Around the Atlantic Ocean, a storm of another kind is blowing. A combination of deleveraging and mountains of debt has nearly killed effective demand in Western economies. These troubled countries now look at emerging countries such as India, where consumption has been fuelling growth, as models of stability.
Last week, the United Nations Conference on Trade and Development (Unctad) released its Trade and Development Report for 2011. This report made much of the increase in real wages as a source of growth in many emerging economies as a pillar of strength. In India, for example, real wages grew 8% in 2008 after a 0.6% contraction in 2007. From 2001-2005, real wages grew by a mediocre 2.6%. This has been linked by others as being due, in part at least, to the implementation of the Mahatma Gandhi National Rural Employment Guarantee Scheme (MGNREGS).
Recent data also points to evidence that across states, rural wages have grown in double digits—at a rate significantly more than the Consumer Price Index (CPI) for agricultural labourers. Something similar is playing out in urban areas.
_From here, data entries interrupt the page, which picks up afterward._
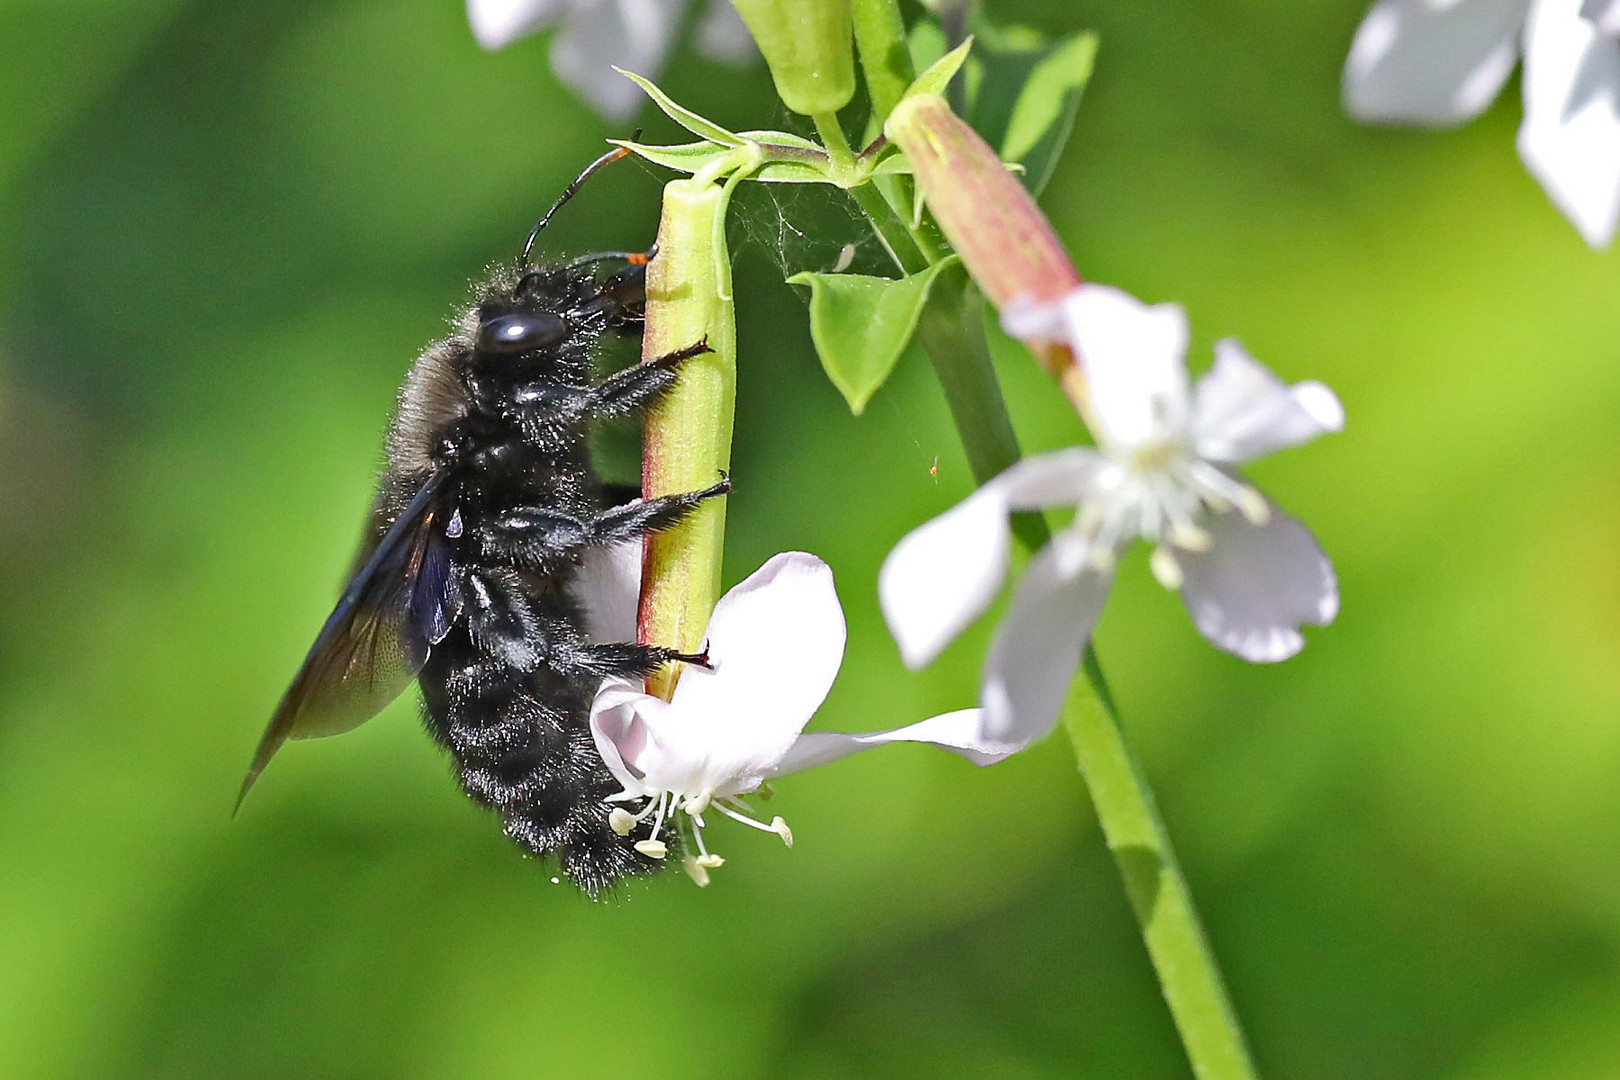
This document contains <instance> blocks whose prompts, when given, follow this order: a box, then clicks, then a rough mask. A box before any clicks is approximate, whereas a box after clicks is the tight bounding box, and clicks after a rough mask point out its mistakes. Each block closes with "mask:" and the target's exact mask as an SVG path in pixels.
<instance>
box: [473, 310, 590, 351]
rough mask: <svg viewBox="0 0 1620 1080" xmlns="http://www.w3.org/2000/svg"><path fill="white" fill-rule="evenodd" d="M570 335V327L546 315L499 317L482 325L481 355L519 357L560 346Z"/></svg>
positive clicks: (517, 314) (566, 322) (560, 321)
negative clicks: (561, 342) (537, 349)
mask: <svg viewBox="0 0 1620 1080" xmlns="http://www.w3.org/2000/svg"><path fill="white" fill-rule="evenodd" d="M567 334H569V324H567V322H564V321H562V319H561V317H557V316H554V314H549V313H544V311H536V313H530V314H510V316H496V317H494V319H486V321H484V322H483V324H480V327H478V351H481V353H491V355H496V356H517V355H518V353H528V351H533V350H536V348H549V347H552V345H557V343H561V342H562V338H564V337H567Z"/></svg>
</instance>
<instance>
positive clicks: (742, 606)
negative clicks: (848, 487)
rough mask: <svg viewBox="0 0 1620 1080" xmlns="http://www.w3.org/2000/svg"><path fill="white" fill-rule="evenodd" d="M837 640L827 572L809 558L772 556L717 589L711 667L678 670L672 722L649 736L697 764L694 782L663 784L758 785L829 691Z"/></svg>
mask: <svg viewBox="0 0 1620 1080" xmlns="http://www.w3.org/2000/svg"><path fill="white" fill-rule="evenodd" d="M844 635H846V631H844V609H842V607H839V602H838V593H836V589H834V588H833V572H831V568H828V565H826V563H825V562H821V560H820V559H816V557H815V555H808V554H805V552H786V554H781V555H776V557H773V559H771V560H768V562H766V563H765V565H763V567H760V568H758V570H757V572H753V575H750V576H748V578H747V580H745V581H742V583H740V585H737V586H735V588H734V589H731V591H729V593H726V596H723V597H721V601H719V604H716V606H714V615H713V617H711V619H710V625H708V638H706V646H708V651H710V662H711V664H713V669H710V670H705V669H701V667H685V669H684V670H682V672H680V680H679V682H677V683H676V693H674V695H672V701H671V716H672V721H671V722H669V724H667V725H661V727H658V729H656V730H654V735H656V737H658V740H659V742H661V743H663V745H664V746H666V748H667V750H669V753H671V755H674V756H679V758H682V759H684V761H685V759H690V761H695V763H698V766H700V772H701V782H700V784H698V785H697V787H680V785H676V784H667V785H664V787H666V789H667V790H703V789H710V787H711V789H714V790H716V793H719V795H727V793H737V792H747V790H753V789H755V787H758V785H760V782H761V780H763V779H765V776H766V774H768V772H770V771H771V769H773V767H776V763H778V761H781V759H782V755H786V753H787V750H789V748H791V746H792V743H794V740H795V738H797V737H799V733H800V732H802V730H804V727H805V724H808V722H810V717H812V716H815V711H816V709H818V708H821V701H823V699H826V693H828V690H831V688H833V680H834V678H836V677H838V669H839V664H842V659H844Z"/></svg>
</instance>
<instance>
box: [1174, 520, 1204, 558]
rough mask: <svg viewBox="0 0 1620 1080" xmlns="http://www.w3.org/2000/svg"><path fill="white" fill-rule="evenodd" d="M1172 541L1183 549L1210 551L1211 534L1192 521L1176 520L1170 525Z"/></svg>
mask: <svg viewBox="0 0 1620 1080" xmlns="http://www.w3.org/2000/svg"><path fill="white" fill-rule="evenodd" d="M1170 542H1171V544H1174V546H1176V547H1179V549H1183V551H1209V549H1210V534H1209V533H1207V531H1205V529H1200V528H1199V526H1196V525H1192V523H1191V521H1176V523H1174V525H1171V526H1170Z"/></svg>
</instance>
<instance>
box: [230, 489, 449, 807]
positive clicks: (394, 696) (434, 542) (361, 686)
mask: <svg viewBox="0 0 1620 1080" xmlns="http://www.w3.org/2000/svg"><path fill="white" fill-rule="evenodd" d="M442 487H444V470H439V471H436V473H433V474H431V476H429V478H428V481H426V483H424V484H423V486H421V489H420V491H418V492H416V495H415V497H413V499H411V500H410V504H408V505H407V507H405V510H403V512H402V513H400V515H399V518H395V520H394V523H392V525H390V526H389V529H387V531H386V533H384V534H382V538H381V539H379V541H377V544H376V547H374V549H373V551H371V554H369V557H368V559H366V560H364V563H363V565H361V567H360V570H358V572H356V573H355V576H353V578H352V580H350V581H348V586H347V588H345V589H343V594H342V596H340V597H339V601H337V606H335V607H334V609H332V614H330V615H327V620H326V625H322V627H321V633H319V636H318V638H316V640H314V644H313V646H311V648H309V653H308V656H305V662H303V665H301V667H300V669H298V674H296V675H295V677H293V682H292V685H290V687H288V688H287V693H285V695H283V696H282V701H280V704H279V706H277V708H275V716H272V717H271V724H269V727H266V729H264V737H262V738H261V740H259V746H258V750H256V751H254V755H253V764H249V766H248V776H246V777H245V779H243V782H241V795H238V798H237V805H238V806H240V805H241V798H243V797H246V793H248V789H251V787H253V782H254V780H256V779H258V777H259V772H262V771H264V766H266V764H269V761H271V758H272V756H274V755H275V751H277V750H280V746H282V743H285V742H287V740H288V738H321V737H324V735H339V733H342V732H347V730H350V729H355V727H358V725H360V724H364V722H366V721H368V719H371V717H373V716H376V714H377V712H379V711H382V708H384V706H386V704H389V703H390V701H394V698H397V696H399V695H400V691H403V690H405V687H407V685H408V683H410V680H411V677H413V675H415V674H416V672H420V670H421V665H423V664H424V662H426V661H428V651H429V649H431V648H433V646H434V644H436V643H439V641H441V640H444V635H447V633H449V631H450V627H452V625H454V623H455V619H457V615H460V609H462V596H460V589H458V588H455V583H454V578H452V575H450V552H449V546H447V542H445V538H444V525H445V520H447V517H449V515H447V513H445V512H444V508H442V507H441V505H439V495H441V492H442Z"/></svg>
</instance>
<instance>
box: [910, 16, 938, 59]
mask: <svg viewBox="0 0 1620 1080" xmlns="http://www.w3.org/2000/svg"><path fill="white" fill-rule="evenodd" d="M944 45H946V40H944V31H943V29H941V28H940V23H938V19H935V18H932V16H930V18H923V19H919V21H917V24H915V26H912V28H910V31H907V34H906V50H907V52H909V53H910V55H912V71H927V70H928V68H932V66H933V65H935V63H938V60H940V57H943V55H944Z"/></svg>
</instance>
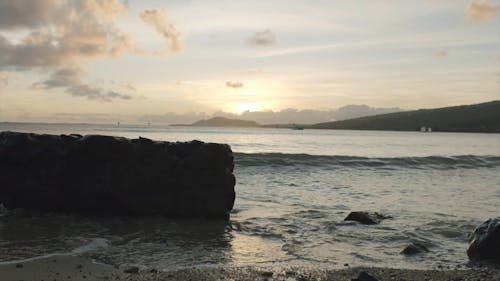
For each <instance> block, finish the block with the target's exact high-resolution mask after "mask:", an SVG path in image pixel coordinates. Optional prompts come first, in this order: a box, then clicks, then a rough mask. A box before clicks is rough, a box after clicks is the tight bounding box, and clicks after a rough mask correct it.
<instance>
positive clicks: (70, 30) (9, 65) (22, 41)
mask: <svg viewBox="0 0 500 281" xmlns="http://www.w3.org/2000/svg"><path fill="white" fill-rule="evenodd" d="M128 10H129V7H128V4H127V2H126V1H125V2H121V1H118V0H110V1H94V0H74V1H57V0H37V1H31V0H16V1H10V0H0V71H2V70H9V71H16V72H30V71H36V72H45V71H47V70H49V71H52V74H51V75H50V77H48V78H47V79H46V80H44V81H42V82H36V83H33V84H32V87H31V88H32V89H34V90H51V89H58V88H60V89H64V91H63V92H65V93H68V94H70V95H71V96H74V97H86V98H88V99H89V100H98V101H106V102H109V101H112V100H114V99H122V100H128V99H131V98H132V96H131V95H128V94H122V93H119V92H117V91H113V90H106V89H102V88H101V87H97V86H92V85H89V84H86V83H83V76H84V71H83V70H82V67H83V64H85V63H87V62H89V61H92V60H95V59H98V58H114V57H117V56H120V55H122V54H124V53H139V54H150V53H152V54H155V55H157V54H159V53H158V52H147V51H143V50H142V48H140V47H138V46H137V44H135V43H134V42H133V40H132V37H131V36H130V35H129V34H128V33H127V32H125V31H124V30H122V29H121V28H119V27H118V25H117V24H116V20H117V19H118V18H119V17H122V16H126V15H127V14H128ZM140 18H141V19H142V20H143V21H144V22H145V23H146V24H147V25H149V26H151V27H153V28H154V29H155V30H156V31H157V32H158V33H159V34H160V35H161V36H162V37H163V38H164V39H165V40H166V41H167V49H166V50H165V51H162V52H160V53H161V54H164V53H166V52H178V51H180V49H181V42H180V38H179V34H178V32H177V31H176V28H175V27H174V25H173V24H171V23H170V22H169V21H168V19H167V18H166V15H165V12H164V11H163V10H146V11H144V12H142V13H141V14H140ZM19 29H23V30H26V31H28V32H27V33H26V35H22V38H21V40H17V41H13V40H11V39H10V38H8V37H6V36H4V34H2V31H10V32H12V31H17V30H19ZM21 34H23V33H21ZM2 73H6V72H5V71H4V72H2ZM5 77H6V75H3V74H2V76H1V79H0V81H1V84H3V85H6V84H7V82H6V81H7V80H6V79H7V78H5ZM129 89H130V87H129ZM130 90H131V91H132V89H130ZM133 91H135V89H134V90H133Z"/></svg>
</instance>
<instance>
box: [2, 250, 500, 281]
mask: <svg viewBox="0 0 500 281" xmlns="http://www.w3.org/2000/svg"><path fill="white" fill-rule="evenodd" d="M361 272H365V273H368V274H369V275H370V276H372V277H374V278H376V280H380V281H382V280H406V281H417V280H418V281H423V280H432V281H440V280H443V281H444V280H463V281H469V280H470V281H472V280H474V281H487V280H500V266H495V265H492V266H477V267H474V268H463V269H443V270H418V269H397V268H382V267H346V268H344V269H319V268H310V267H290V268H276V267H266V266H264V267H260V266H243V267H227V266H214V267H197V266H194V267H192V268H184V269H176V270H169V271H163V270H157V269H154V268H146V267H141V266H134V265H120V266H112V265H108V264H102V263H96V262H93V261H92V260H91V259H89V258H84V257H79V256H71V255H53V256H46V257H41V258H33V259H27V260H23V261H19V262H16V261H12V262H5V263H2V264H0V280H2V281H3V280H5V281H7V280H24V281H31V280H33V281H35V280H56V281H59V280H73V281H74V280H82V281H93V280H95V281H98V280H128V281H148V280H287V281H292V280H297V281H298V280H334V281H336V280H338V281H350V280H357V279H356V278H357V277H358V276H359V274H360V273H361ZM360 280H364V279H360ZM366 280H369V279H366Z"/></svg>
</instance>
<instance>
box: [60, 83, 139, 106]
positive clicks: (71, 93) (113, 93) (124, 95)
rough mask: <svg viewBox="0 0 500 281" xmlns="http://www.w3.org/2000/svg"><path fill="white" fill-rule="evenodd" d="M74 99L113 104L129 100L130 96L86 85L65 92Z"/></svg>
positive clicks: (80, 85) (79, 85) (88, 85)
mask: <svg viewBox="0 0 500 281" xmlns="http://www.w3.org/2000/svg"><path fill="white" fill-rule="evenodd" d="M65 92H66V93H68V94H71V95H72V96H74V97H86V98H87V99H89V100H98V101H103V102H111V101H112V100H114V99H123V100H129V99H131V98H132V96H130V95H125V94H121V93H118V92H115V91H106V90H104V89H102V88H99V87H91V86H89V85H86V84H82V85H76V86H72V87H69V88H67V89H66V91H65Z"/></svg>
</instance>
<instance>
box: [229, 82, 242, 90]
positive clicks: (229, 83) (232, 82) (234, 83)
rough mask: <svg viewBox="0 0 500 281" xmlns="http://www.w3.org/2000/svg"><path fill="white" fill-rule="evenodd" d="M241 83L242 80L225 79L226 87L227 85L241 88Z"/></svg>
mask: <svg viewBox="0 0 500 281" xmlns="http://www.w3.org/2000/svg"><path fill="white" fill-rule="evenodd" d="M243 86H244V85H243V83H242V82H239V81H227V82H226V87H229V88H235V89H237V88H243Z"/></svg>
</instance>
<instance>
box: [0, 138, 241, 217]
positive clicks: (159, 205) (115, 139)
mask: <svg viewBox="0 0 500 281" xmlns="http://www.w3.org/2000/svg"><path fill="white" fill-rule="evenodd" d="M233 167H234V164H233V155H232V151H231V149H230V147H229V146H228V145H224V144H214V143H203V142H200V141H191V142H185V143H181V142H176V143H172V142H163V141H152V140H150V139H145V138H138V139H127V138H121V137H111V136H99V135H88V136H81V135H38V134H29V133H16V132H1V133H0V203H2V204H3V205H4V206H5V207H6V208H8V209H13V208H24V209H32V210H42V211H58V212H80V213H94V214H101V213H106V214H121V215H162V216H168V217H207V218H224V219H227V218H228V217H229V212H230V211H231V209H232V207H233V204H234V200H235V191H234V185H235V178H234V175H233Z"/></svg>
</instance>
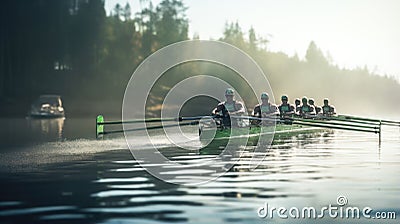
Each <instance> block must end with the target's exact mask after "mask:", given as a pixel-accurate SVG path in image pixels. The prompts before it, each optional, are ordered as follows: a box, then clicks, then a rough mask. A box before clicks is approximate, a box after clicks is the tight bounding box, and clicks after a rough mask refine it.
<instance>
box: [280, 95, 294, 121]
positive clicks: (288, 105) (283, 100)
mask: <svg viewBox="0 0 400 224" xmlns="http://www.w3.org/2000/svg"><path fill="white" fill-rule="evenodd" d="M281 100H282V104H281V105H279V106H278V109H279V113H280V115H281V117H282V118H284V117H289V116H292V115H293V114H294V112H295V108H294V106H293V105H291V104H289V103H288V101H289V100H288V96H287V95H283V96H282V97H281Z"/></svg>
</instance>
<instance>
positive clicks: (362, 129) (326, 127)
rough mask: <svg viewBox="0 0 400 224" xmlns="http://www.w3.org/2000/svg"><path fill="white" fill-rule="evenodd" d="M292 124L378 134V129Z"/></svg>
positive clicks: (378, 129) (378, 128)
mask: <svg viewBox="0 0 400 224" xmlns="http://www.w3.org/2000/svg"><path fill="white" fill-rule="evenodd" d="M293 124H299V125H304V126H311V127H318V128H330V129H339V130H347V131H359V132H370V133H375V134H378V133H380V130H379V128H378V129H372V128H366V129H361V128H352V127H344V126H337V125H329V124H318V123H307V122H301V121H293Z"/></svg>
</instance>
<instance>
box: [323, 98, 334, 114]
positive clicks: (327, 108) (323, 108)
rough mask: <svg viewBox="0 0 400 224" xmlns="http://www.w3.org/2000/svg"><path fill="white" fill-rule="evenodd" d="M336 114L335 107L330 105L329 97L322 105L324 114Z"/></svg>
mask: <svg viewBox="0 0 400 224" xmlns="http://www.w3.org/2000/svg"><path fill="white" fill-rule="evenodd" d="M335 114H336V110H335V107H334V106H332V105H329V99H327V98H325V99H324V105H323V106H322V115H324V116H333V115H335Z"/></svg>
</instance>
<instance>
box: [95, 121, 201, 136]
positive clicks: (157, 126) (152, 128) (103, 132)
mask: <svg viewBox="0 0 400 224" xmlns="http://www.w3.org/2000/svg"><path fill="white" fill-rule="evenodd" d="M198 123H199V122H197V121H194V122H188V123H178V124H169V125H157V126H151V127H143V128H132V129H125V130H112V131H102V132H99V133H98V136H99V135H107V134H114V133H122V132H131V131H143V130H153V129H159V128H170V127H177V126H188V125H197V124H198Z"/></svg>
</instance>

There are two ways to look at these developments. Wearing a “western lens” one can say there is wisdom in spurring real wage growth—something that slowed a long time ago, it is claimed, in western economies. After all, if real wages don’t grow, a major engine of growth—consumption—risks collapse. This is, of course, an argument that has a long tradition among economists—from Keynes to Axel Leijonhufvud. Wear an “Indian lens”, and a different perspective emerges. Real wage growth may have a different source. In a supply constrained economy, wages outpacing price increases indicate a wage-price spiral rather than a signifier of healthy growth.
In addition, the effects of distortions in the labour market may also be responsible for mismatches between supply and demand of labour leading to higher wages. Again, these are not signs of growth but more of distortions created by policy interventions.
Were it not for the presence of a very visible inflationary gap in the Indian economy—it is widely held that the potential growth rate is around 8%—one could have even held up programmes such as the MGNREGS as a source of strength. Sans inflation, they could very well be an insurance policy in a world that is on the brink of another recession. That, as was pointed out years ago, is not the case.